Only when a count is zero or surprising, pull a small sample to understand what fields are actually present on that resource type:
kubectl exec -n lfx "$NATS_POD" -- \
curl -s --max-time 15 -X GET "$OPENSEARCH_BASEURL/_search" \
-H 'Content-Type: application/json' \
-d '{
"size": 3,
"_source": ["tags", "parent_refs", "object_type"],
"query": {
"bool": {
"must": [
{ "term": { "object_type": "<RESOURCE_TYPE>" } },
{ "range": { "updated_at": { "gte": "now-45d" } } }
]
}
}
}'
Step 5 — Build the truth table
Cross-reference: tool parameter → mechanism → contract definition → index evidence.
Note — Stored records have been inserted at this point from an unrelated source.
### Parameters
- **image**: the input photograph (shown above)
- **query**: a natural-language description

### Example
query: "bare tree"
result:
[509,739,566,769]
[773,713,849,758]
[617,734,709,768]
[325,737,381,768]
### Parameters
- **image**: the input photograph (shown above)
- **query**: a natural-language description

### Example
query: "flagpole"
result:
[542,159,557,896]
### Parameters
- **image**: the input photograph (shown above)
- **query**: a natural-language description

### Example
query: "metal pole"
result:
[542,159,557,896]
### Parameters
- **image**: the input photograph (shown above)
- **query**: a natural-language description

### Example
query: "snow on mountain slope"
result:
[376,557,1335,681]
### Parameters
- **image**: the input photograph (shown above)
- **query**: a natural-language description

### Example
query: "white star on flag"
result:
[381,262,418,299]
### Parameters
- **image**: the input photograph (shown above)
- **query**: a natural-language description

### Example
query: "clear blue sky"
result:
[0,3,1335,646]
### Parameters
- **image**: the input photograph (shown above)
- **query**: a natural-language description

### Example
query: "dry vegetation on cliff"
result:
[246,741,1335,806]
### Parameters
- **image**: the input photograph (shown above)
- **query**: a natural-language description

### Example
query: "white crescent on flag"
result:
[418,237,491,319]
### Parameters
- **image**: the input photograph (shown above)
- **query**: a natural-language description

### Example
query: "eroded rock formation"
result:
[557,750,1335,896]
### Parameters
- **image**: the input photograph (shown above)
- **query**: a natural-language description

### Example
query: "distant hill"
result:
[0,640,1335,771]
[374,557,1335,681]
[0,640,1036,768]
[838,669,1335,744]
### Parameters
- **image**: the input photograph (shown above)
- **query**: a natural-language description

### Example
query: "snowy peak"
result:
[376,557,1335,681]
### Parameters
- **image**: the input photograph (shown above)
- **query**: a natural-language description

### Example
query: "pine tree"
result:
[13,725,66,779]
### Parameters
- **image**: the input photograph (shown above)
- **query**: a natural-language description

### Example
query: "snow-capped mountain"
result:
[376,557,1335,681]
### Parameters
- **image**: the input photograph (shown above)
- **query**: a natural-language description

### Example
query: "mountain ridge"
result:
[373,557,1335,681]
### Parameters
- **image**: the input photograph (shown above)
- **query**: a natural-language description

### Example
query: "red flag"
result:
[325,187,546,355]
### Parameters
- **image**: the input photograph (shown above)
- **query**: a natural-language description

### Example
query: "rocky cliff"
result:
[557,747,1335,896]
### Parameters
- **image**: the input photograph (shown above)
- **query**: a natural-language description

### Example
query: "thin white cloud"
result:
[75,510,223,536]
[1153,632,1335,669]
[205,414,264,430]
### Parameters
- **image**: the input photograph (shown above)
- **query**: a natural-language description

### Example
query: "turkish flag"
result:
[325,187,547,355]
Assign a verdict to each filter parameter:
- ✅ Works — the tag key or parent_ref prefix exists in the index with non-empty values, matching what the tool sends, and the contract defines it.
- ⚠️ Broken — the tool sends the wrong mechanism (e.g. tag when it should be parent_ref), or uses a key/prefix that does not appear in the index.
- ❌ Not indexed — the data is not present in the index at all for this resource type; the parameter should be removed from the tool.
- ⚠️ No contract definition — the filter works in the live index but is not listed in the indexer-contract doc; flag for follow-up.
Step 6 — Report findings
Emit a structured markdown report grouped by tool. Each row must include a "Contract" column that cross-references the indexer-contract documentation fetched in Step 3 — state whether the contract defines the tag key or parent_ref prefix used by the tool, and if so, whether the tool's mechanism matches what the contract specifies.
## <tool_name> (resource type: <type>)
| Parameter | Mechanism | Sent as | Contract | Index evidence | Verdict |
|---|---|---|---|---|---|
| committee_uid | Parent | committee:<uid> | ✅ parent_ref `committee:` | parent_refs prefix "committee:" — N hits | ✅ Works |
| project_uid | Parent | project:<uid> | ✅ parent_ref `project:` | parent_refs prefix "project:" — 0 hits | ⚠️ Broken |
| meeting_id | Tag | meeting_id:<id> | ⚠️ not in contract | tag key "meeting_id:" — N hits | ⚠️ Review |
After the table, state explicitly:
- Which filters are confirmed working and match the contract.
- Which are broken and why (wrong mechanism, wrong key name, etc.).
- Which should be removed because the data is not indexed.
- Which have no contract definition (tag/parent_ref not listed in the indexer-contract doc) — flag these for follow-up even if they appear to work in the live index, since undocumented fields may be removed without notice.
Step 7 — Apply fixes (optional)
Only proceed if explicitly instructed to fix. Apply the correct pattern for each broken filter:
- Tag → parent_ref: change
payload.Tagstopayload.Parent = "<type>:<uid>". - Wrong tag key: use the key that actually appears in the index.
- Not indexed: remove the parameter from the args struct and handler.
After applying fixes, run make build to confirm compilation succeeds.
Step 8 — Verify fixes
Re-run the count-only queries from Step 4 against the corrected mechanism to confirm non-zero results. Report before/after hit counts for each fixed filter.